A degree in one of these technical fields can prepare you for a career as a machine learning engineer, and some companies will even offer on-the-job training for those who don’t have a technical background but have the propensity to learn about machine learning.
Schools at the university level offer courses in machine learning, while some, such as the Massachusetts Institute of Technology and Columbia University, offer certificates and boot camps in machine learning. Carnegie Mellon University is one of the few schools to offer a degree in machine learning, though that is at the master’s level.
TripleTen is an online boot camp that offers courses to those who don’t have a background in computer science or a related field but want to learn about software engineering, quality assurance, data science, and business intelligence analytics — all fields that can help pave the way for work as a machine learning engineer.
Google also offers online courses at the basic and advanced levels on machine learning.
Which companies are leading the way in machine learning?
It should come as no surprise that the companies making the largest strides in machine learning are also some of the biggest names in technology. After all, these household names have the financial resources to pay for the most talented and experienced machine learning engineers.
Google is one major company at the top of the field in machine learning research through its Google Research unit.
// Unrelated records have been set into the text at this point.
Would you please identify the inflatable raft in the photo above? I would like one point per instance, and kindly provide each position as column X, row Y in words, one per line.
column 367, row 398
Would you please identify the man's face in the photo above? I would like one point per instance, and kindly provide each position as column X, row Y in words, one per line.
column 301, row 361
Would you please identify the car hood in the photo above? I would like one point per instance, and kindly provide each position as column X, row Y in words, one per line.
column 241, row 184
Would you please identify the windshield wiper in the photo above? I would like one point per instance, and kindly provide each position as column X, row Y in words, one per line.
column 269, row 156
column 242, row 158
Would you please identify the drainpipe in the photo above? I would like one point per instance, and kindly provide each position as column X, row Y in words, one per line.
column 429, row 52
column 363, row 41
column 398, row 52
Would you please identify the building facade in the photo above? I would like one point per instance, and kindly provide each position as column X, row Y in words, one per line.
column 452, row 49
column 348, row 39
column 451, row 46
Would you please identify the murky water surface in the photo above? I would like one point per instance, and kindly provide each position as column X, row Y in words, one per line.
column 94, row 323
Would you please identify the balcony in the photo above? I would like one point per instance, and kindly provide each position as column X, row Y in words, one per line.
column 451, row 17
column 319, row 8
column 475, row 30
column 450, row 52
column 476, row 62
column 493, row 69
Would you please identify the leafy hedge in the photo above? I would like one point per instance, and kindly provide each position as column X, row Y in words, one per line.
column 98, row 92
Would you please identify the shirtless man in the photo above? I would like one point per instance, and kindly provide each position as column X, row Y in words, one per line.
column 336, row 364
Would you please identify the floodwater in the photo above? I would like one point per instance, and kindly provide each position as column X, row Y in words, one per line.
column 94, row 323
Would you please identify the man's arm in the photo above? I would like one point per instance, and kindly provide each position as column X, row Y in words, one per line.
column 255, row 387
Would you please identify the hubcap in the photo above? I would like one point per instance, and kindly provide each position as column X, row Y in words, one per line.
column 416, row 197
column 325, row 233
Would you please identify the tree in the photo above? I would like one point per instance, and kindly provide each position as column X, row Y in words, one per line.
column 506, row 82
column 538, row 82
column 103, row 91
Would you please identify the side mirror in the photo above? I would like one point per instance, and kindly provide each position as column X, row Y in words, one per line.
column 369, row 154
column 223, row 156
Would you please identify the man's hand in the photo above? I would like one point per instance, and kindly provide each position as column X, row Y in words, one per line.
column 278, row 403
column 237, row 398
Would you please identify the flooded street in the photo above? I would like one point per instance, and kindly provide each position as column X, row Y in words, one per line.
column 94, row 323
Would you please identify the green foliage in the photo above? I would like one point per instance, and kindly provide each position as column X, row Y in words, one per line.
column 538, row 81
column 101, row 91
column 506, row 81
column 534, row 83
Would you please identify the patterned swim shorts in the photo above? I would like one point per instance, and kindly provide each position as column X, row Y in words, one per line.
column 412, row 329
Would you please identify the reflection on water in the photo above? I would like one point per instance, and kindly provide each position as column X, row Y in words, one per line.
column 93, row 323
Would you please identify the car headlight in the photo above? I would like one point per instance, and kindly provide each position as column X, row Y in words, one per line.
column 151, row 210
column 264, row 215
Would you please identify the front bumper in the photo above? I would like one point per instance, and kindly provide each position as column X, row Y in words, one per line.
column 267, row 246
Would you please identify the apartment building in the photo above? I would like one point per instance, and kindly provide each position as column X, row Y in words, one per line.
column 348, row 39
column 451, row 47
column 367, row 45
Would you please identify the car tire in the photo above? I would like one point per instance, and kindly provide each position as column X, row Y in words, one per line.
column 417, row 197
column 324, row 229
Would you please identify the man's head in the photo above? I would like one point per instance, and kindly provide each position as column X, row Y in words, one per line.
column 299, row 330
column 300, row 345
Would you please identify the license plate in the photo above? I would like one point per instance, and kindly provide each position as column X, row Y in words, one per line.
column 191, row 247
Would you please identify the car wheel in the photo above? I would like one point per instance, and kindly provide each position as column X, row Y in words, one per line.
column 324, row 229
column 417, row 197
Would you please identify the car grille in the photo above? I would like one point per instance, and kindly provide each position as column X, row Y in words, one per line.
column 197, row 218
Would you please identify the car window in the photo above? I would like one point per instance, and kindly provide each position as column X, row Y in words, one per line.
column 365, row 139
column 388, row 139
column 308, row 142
Machine learning is incorporated into many of the company’s consumer products, including Google Search, Google Chrome, Google Assistant, Google Translate, and Google Photos.
Microsoft has invested billions of dollars in OpenAI, and the software giant has incorporated ChatGPT’s functionality into its Bing search engine and put machine learning into use in Microsoft Office and Microsoft Azure, its cloud computing platform.
Amazon (AMZN) , IBM (IBM) , and NVIDIA (NVDA) are among other large companies that are investing heavily in AI and machine learning.